縁起(げん)をかつげば

 いまだ人知が及ばぬところがあるせいかもしれない。焼きものの世界では験かつぎ、忌ぎらい、迷信の類がずいぶん多いような気がする。
 その一つ一つに気を配っていたら身動きが出来なくなりそうなので、大抵は知らぬふりで済ます。
 それでも窯の奥には神棚が据わっているし、中には瀬戸の陶彦神社の御札、大窯を焚くのは大安、火を入れる前には家族揃って拍手を打つ。
 赤不浄、すなわち出産などを忌み嫌うのは職人仕事ではけっこう普通でなかなかうるさい。私も妻の出産時には三日間病院に寄りつかなかった。当然、義父・義母には大ひんしゅくを買った。忌明けに尾頭付きの大鯛を持参して何とか離縁を免れたといういきさつがある。くわばらくわばら。

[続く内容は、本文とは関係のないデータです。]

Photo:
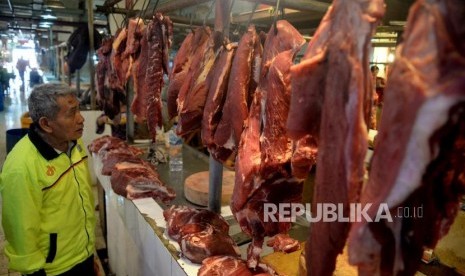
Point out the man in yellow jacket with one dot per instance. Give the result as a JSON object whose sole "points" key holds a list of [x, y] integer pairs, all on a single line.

 私はカトリック系の女子高で三十年近く陶芸を教えたが、ある時、窯を購入する話が持ち上がった。何もかも私にまかせっきり、おおらかと言えばおおさかだが、その分、私は責任も感じ張り切った。
 初窯には左馬と言って馬という字を逆さに書いた湯呑を配る慣わしがあります。火がよく走るようにということですが、それでお茶を飲むと中風にならないとも言われています。これはとりあえずこちらで用意しましょう。
 話はとんとん拍子に進んでいったが、それで神主さんを呼んで、と言うに及んで凍結した。

 うちはカトリックですから。

 しかしやることはやらないと、とすったもんだが一週間も続いただろうか。
 最後は泣き落としに私が折れたが、神父さんがお祓いした窯など日本広しと言えどもそうざらにはないだろう。
 それでよかったのかもしれない。この窯は今も健在で生徒の傑作を焼き続けている。
 高文連全国大会に毎年のように生徒を送ることなど、神助がなければ出来ることではないだろう。
 来年は三重だと言うが、ついこの間出場が決まった。